実は連載時、サブタイトルとメインタイトルは順番が逆だったという。「ベイジアンは滅びぬ、何度でもよみがえるさ!:ベイズ統計」「なんでもは知らないわよ、知ってることだけ:LATEと構造推定」――といった調子。書籍化する際、編集者に「メインタイトルとサブタイトルを逆にしてください」と言われ、逆にしたという。
「まど☆マギは半分、教養」 研究者仲間からガンダムネタにツッコミも
1974年生まれの森田さんは、北斗の拳やガンダムなどアニメに親しんで育ってきた世代だ。最近はあまり観ていないというが、「まど☆マギは半分、教養です。ネットで話題になっているし、学生が食いついてくれるかなと。最近では『風立ちぬ』や『坂道のアポロン』は良かった」と話す。

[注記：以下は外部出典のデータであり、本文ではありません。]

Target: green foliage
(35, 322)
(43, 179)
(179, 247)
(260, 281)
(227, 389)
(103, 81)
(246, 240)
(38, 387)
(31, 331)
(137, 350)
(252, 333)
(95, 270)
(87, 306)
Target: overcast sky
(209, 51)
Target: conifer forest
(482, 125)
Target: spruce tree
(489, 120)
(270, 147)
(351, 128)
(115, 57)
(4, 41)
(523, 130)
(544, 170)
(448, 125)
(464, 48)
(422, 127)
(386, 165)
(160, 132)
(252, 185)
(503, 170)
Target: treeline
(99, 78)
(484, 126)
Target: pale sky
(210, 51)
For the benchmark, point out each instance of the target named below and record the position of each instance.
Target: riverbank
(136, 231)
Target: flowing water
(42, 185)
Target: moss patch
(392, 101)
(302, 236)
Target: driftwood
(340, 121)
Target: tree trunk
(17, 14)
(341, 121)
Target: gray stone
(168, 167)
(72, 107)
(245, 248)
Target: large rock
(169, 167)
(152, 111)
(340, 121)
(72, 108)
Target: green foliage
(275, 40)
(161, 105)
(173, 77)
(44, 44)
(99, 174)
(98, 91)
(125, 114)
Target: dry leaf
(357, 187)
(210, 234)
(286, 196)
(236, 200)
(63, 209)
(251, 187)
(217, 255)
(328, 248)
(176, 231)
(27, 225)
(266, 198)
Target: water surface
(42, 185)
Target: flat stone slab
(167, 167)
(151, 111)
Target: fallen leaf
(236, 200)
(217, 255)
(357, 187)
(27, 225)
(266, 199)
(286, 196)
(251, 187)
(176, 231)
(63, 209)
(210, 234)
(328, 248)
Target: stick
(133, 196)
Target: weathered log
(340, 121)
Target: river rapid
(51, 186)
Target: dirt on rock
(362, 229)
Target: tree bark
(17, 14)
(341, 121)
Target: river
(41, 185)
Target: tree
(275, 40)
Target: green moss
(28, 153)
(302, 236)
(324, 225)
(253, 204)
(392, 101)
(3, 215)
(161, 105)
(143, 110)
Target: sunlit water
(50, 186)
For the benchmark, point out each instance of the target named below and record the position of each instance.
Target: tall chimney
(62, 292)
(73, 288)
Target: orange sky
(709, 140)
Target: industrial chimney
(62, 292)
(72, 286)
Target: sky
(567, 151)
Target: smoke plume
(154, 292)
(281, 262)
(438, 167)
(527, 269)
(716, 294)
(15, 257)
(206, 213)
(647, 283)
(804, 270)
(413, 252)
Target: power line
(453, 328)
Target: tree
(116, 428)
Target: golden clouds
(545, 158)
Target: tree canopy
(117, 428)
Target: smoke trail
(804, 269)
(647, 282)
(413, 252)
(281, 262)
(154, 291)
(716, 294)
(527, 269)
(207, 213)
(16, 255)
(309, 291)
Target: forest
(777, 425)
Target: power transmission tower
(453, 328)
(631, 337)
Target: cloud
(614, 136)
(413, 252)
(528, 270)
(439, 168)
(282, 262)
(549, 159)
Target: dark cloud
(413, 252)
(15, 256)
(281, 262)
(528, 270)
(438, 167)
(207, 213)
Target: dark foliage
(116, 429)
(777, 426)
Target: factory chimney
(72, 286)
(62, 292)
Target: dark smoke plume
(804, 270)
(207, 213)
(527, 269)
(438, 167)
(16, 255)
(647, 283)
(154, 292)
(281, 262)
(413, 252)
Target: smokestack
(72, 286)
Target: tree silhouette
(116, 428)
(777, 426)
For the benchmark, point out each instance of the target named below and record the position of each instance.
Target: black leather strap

一緒に研究している仲間にもガンダム好きが多いという。「掲載前の草稿をチェックしてもらうために仲間に回すと、『ガンダムネタを使うなら、タイトルはこう変えたほうがいい』とアドバイスしてくれました。中身にも突っ込んでほしいのに、タイトルだけ……」
“遊んだ”論文、海外では普通
森田さんによると、映画や歌などのネタを絡めた論文は、米国など海外ではよく見るという。例えば、ビートルズの楽曲「All You Need Is Love」の「LOVE」の部分だけを論文テーマに絡めた単語に変える――などだ。
森田さんと友人は、日本では珍しいという“遊んだ”論文を発表してきたという。森田さんは、「ドラえもん」のジャイアンのセリフ「おまえのものはおれのもの」を使った民法の論文を書いたこともあるそうだ。
「例えば先日、ゆうパックの遅配で、荷物のクワガタが全滅したというニュースがあった。郵便局の法的な責任を考える論文のタイトルは、映画『Lost in Translation』のタイトルをもじって『Lost in Transportation』にできる」(森田さん)
「ネットで話題」は想定外
同書の目次はネットで話題になり、「ひどいタイトル」と紹介されたこともある。「雑誌掲載時から、雑誌のサイトでタイトルが公表されていたので、書籍になって話題になるとは全く想定していませんでした。炎上って、こういうふうなんだなと身をもって知る、興味深い体験でした。“ひどいタイトル”は、ほめことばだとは思いますが……」
大学生向けの専門書ながら、予約受け付けをスタートしたAmazon.co.jpでは、ベストセラーランキング100位以内をキープし、編集者も驚いているという。社会科学全般の副読本として、大学生や大学院生向けに販売していく。